Niektórzy producenci mają w swojej ofercie auta, które stały się legendą. Bardzo często ich wygląd mimo upływu lat zmienia się tylko nieznacznie. Jednym z takich przykładów, który od razu wpada do głowy, jest Mercedes-Benz Klasy G. Samochód ten jest obecny na rynku od 1979 roku i od tamtej pory jego bryła praktycznie się nie zmienia.
W kwietniu 2023 roku Mercedes-Benz pochwalił się egzemplarzem numer 500 000. Zdecydowanie jest to jeden z najpopularniejszych samochodów kupowanych przez ludzi zamożnych.
Na ulicach Dubaju, Londynu, Monako czy Los Angeles spotkasz tych aut od groma. Zazwyczaj będą to flagowe wersje napędowe przygotowane przez Mercedesa-AMG.

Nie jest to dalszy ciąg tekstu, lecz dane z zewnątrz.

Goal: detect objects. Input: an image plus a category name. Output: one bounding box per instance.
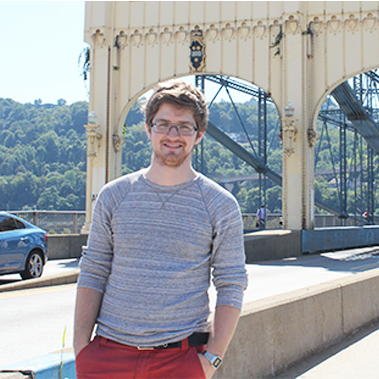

Mercedesy Klasy G nie prowadzą się najlepiej, choć w przypadku faceliftingu generacji W463 z 2018 roku nastąpiła w tej kwestii duża poprawa. Gelenda słynie natomiast ze świetnych właściwości jezdnych w terenie.
Już od samego początku produkcji Mercedes dbał o to, aby ich napęd był niezniszczalny i dawał radę praktycznie w każdych warunkach. Na załączonym nagraniu wideo możesz zobaczyć jak testowano poszczególne komponenty.
Widzimy tam między innymi podwozie, które pracuje w wannie wypełnionej błotem. Miało to oczywiście zasymulować długie przebywanie w bardzo trudnych warunkach.
Nie zabrakło też jazdy po bardzo wyboistych terenach czy sprawdzenia jak auto zachowa się w ekstremalnie niskich i wysokich temperaturach. Mercedes Klasy G miał pozwolić kierowcy na dojechanie praktycznie wszędzie.
Dzisiaj, może i trochę ze smutkiem możemy zaobserwować, że zdecydowana większość tych aut nigdy nie zobaczy nieutwardzonej drogi. Najczęściej spotykamy je na parkingach pod galeriami handlowymi czy przy deptakach.
Mercedesa Klasy G kupowany jest często nie ze względu na jego możliwości, a dlatego że po prostu się podoba i jest drogi. Można nim pokazać swój status.
Już wkrótce pojawi się zupełna nowość w gamie Klasy G. Oczekujemy bowiem na premierę pierwszej w pełni elektrycznej wersji, która będzie nosiła oznaczenie EQG.
Najmocniejszą obecnie oferowaną odmianą jest Mercedes-AMG G 63. Pod jego maską pracuje 4.0 litrowy silnik V8 o mocy 585 koni mechanicznych. Za taki wóz trzeba zapłacić co najmniej 975 600 złotych.
Droższa jest jedynie jeszcze bardziej hardkorowa wersja 4×4². Cena auto ze zwiększonym prześwitem i ogromnymi oponami startuje w polskich salonach od 1 566 200 złotych.